Gründe für die geringere Kirschenernte 2023
Die deutschen Baumobstbetriebe verzeichneten im Sommer 2023 eine unterdurchschnittliche Kirschenernte. Nach Schätzungen zum Stichtag 20. August 2023 wurden insgesamt 40.200 Tonnen Kirschen geerntet. Dies entspricht einem Rückgang von 17,5 Prozent oder 8.500 Tonnen im Vergleich zur überdurchschnittlichen Ernte des Vorjahres von 48.700 Tonnen.
Auch gegenüber dem zehnjährigen Durchschnitt der Jahre 2013 bis 2022, der bei 47.100 Tonnen lag, fiel die Kirschenernte 2023 um 14,7 Prozent geringer aus. Die erste vorläufige Ernteschätzung vom 10. Juni 2023, die 45.400 Tonnen prognostizierte, wurde somit deutlich unterschritten.
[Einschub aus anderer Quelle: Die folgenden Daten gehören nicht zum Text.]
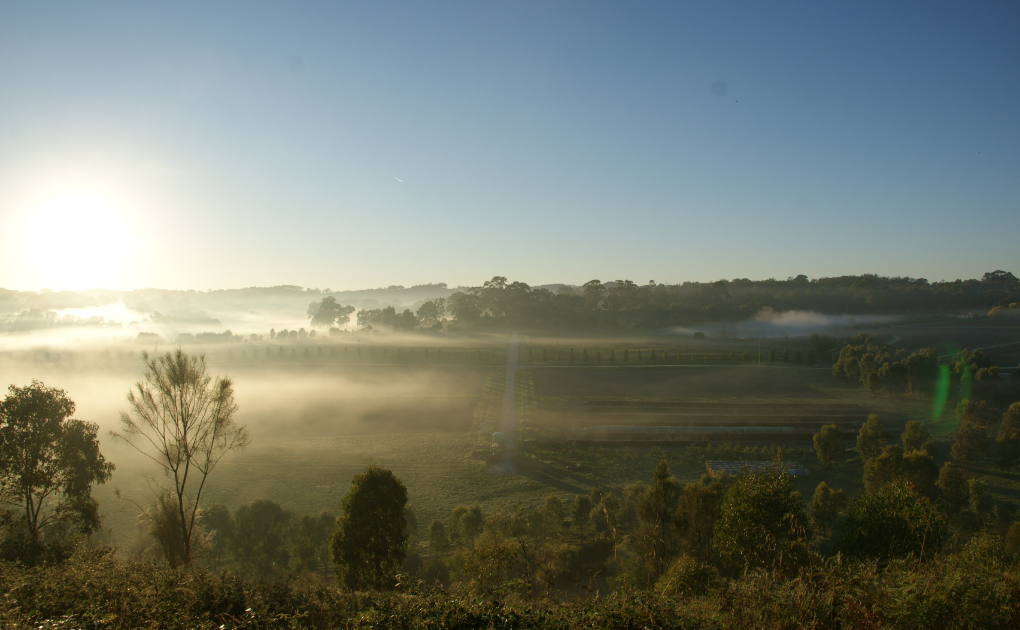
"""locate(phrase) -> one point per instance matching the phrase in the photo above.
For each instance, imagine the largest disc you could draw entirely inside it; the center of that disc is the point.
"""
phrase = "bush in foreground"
(975, 588)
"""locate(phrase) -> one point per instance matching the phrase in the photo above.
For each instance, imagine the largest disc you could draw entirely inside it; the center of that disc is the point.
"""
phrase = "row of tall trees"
(620, 303)
(499, 303)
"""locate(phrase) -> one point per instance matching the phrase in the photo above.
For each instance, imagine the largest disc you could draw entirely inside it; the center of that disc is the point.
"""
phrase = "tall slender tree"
(183, 420)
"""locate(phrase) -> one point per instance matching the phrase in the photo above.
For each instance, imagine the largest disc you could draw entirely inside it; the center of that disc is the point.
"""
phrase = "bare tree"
(184, 421)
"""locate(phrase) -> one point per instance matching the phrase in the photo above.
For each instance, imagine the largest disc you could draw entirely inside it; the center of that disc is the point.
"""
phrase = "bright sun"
(74, 241)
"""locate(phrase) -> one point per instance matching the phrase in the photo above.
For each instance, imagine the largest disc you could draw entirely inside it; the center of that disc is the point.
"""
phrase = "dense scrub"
(977, 587)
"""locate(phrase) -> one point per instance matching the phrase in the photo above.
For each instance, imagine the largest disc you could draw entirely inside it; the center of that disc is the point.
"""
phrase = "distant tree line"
(623, 303)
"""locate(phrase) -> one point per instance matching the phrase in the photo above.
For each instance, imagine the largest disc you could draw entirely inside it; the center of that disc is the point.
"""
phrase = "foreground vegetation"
(977, 587)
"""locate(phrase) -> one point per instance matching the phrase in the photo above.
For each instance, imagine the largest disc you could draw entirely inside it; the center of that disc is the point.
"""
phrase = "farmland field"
(317, 418)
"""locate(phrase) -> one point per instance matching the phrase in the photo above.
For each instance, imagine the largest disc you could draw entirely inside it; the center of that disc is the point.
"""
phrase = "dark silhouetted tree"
(891, 523)
(1008, 439)
(871, 437)
(971, 436)
(828, 445)
(370, 538)
(826, 505)
(48, 464)
(762, 523)
(184, 421)
(915, 435)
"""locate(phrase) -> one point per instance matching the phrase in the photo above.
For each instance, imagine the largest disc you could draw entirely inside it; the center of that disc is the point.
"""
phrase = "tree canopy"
(370, 538)
(182, 420)
(48, 462)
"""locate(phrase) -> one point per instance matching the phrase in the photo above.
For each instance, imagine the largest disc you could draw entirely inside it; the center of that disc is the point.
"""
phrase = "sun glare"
(75, 241)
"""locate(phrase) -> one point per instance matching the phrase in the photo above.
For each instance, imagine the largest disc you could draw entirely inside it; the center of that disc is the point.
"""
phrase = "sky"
(217, 145)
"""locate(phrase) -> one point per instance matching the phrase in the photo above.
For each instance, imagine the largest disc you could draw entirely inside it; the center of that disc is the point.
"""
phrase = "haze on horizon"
(351, 146)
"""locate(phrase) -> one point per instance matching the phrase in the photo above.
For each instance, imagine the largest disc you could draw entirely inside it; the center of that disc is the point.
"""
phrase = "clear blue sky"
(216, 145)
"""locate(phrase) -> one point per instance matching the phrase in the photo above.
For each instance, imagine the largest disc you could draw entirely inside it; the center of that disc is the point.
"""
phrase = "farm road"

Als Gründe für die geringere Ernte werden eine frühe Blütezeit und regional aufgetretene Spätfröste genannt, die sich negativ auf die Früchte auswirkten. Zusätzlich trugen Schädlingsbefall und lokale Unwetter mit Starkregen zu den Ertragseinbußen bei.
Süßkirschenernte unter Vorjahresniveau
Die endgültige Schätzung der Süßkirschenernte 2023 belief sich auf 32.400 Tonnen. Dies bedeutet einen Rückgang von 6.100 Tonnen oder 15,9 Prozent gegenüber dem Vorjahreswert. Im Vergleich zum zehnjährigen Durchschnitt von 33.300 Tonnen sank die Menge um 900 Tonnen oder 2,8 Prozent.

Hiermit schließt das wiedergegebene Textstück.